„Mokik unterwegs“ in Osnabrück Open-Air-Kinoreihe mit „Grand Budapest Hotel“ gestartet

Von Uta Biestmann-Kotte


Osnabrück. Die Open-Air-Kinoreihe „Mokik unterwegs“ ist mit dem Film „Grand Budapest Hotel“ gestartet. Kinofans versammelten sich auf der Terrasse an der Vitischanze.

Schönes Wetter, guter Film - dieser Abend bietet beste Voraussetzungen für einen gelungenen Kino-Abend unter freiem Himmel. Birgit Müller und Holger Tepe sitzen an der Kasse, an der sich durstige Filmfans auch mit Getränken eindecken können.

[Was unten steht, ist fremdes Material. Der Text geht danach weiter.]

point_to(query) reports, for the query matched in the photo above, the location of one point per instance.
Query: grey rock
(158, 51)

Bereits um 20.30 Uhr sind die Holzbänke vor der Leinwand gefüllt, die Veranstaltung bald ausverkauft. Eilig werden Extrastühle bereit gestellt, einige Kinofans haben es sich auf der kleinen Mauer beim Eingang bequem gemacht. Wo sonst Studierende der Hochschule Osnabrück das Bild bestimmen, dreht sich am Donnerstagabend alles ums „Grand Budapest Hotel“. Zum Auftakt der diesjährigen Open-Air-Reihe „Mokik unterwegs“ haben die Organisatoren von „Mobile Kino Kultur“ (Mokik), Fokus e.V. und Film- und Bildungsinitiative (FBI e.V.) die Terrasse der Vitischanze in ein Freiluftkino mit Volksfestcharme verwandelt. Um 21.30 Uhr soll hier der mit vier Oscars ausgezeichnete Film „Grand Budapest Hotel“ aus dem Jahr 2014 über die Leinwand flimmern.

Skurrile Handlung

Martin Junker (FBI e.V.) und Thomas Michel (Fokus e.V.) sorgen für die letzten technisch-organisatorischen Finessen. Eine leichte Brise lässt das trockene Laub der Linden- und Kastanienbäume rascheln. Allmählich verdunkelt sich der Himmel, sodass leicht verzögert gegen 21.45 Uhr der Projektor den Film auf die Leinwand wirft. Nach und nach verstummt das Stimmengewirr, konzentriert sich die Aufmerksamkeit auf den 100-Minuten-Streifen, in dem Regisseur Wes Anderson die versunkene Welt eines Luxushotels in der fiktiven Karpartenrepublik Zubrowka aufleben lässt. Eine skurrile Handlung zwischen Schneetreiben, mondänem Luxus und aufkommendem Faschismus anno 1932 rund um den vornehmen Hotelconcierge Monseur Gustave (Ralph Fiennes) und den jungen Pagen Zéro Moustafa (Tony Revolori - das ist der Stoff, aus dem Sommernachtskinoträume sind. Das zerknitterte Gesicht Tilda Swintons in der Rolle der 84-jährigen Madame D. reizt ebenso zum Lachen wie Monsieur Gustaves slapstickhafte Fluchtaktion aus dem Knast.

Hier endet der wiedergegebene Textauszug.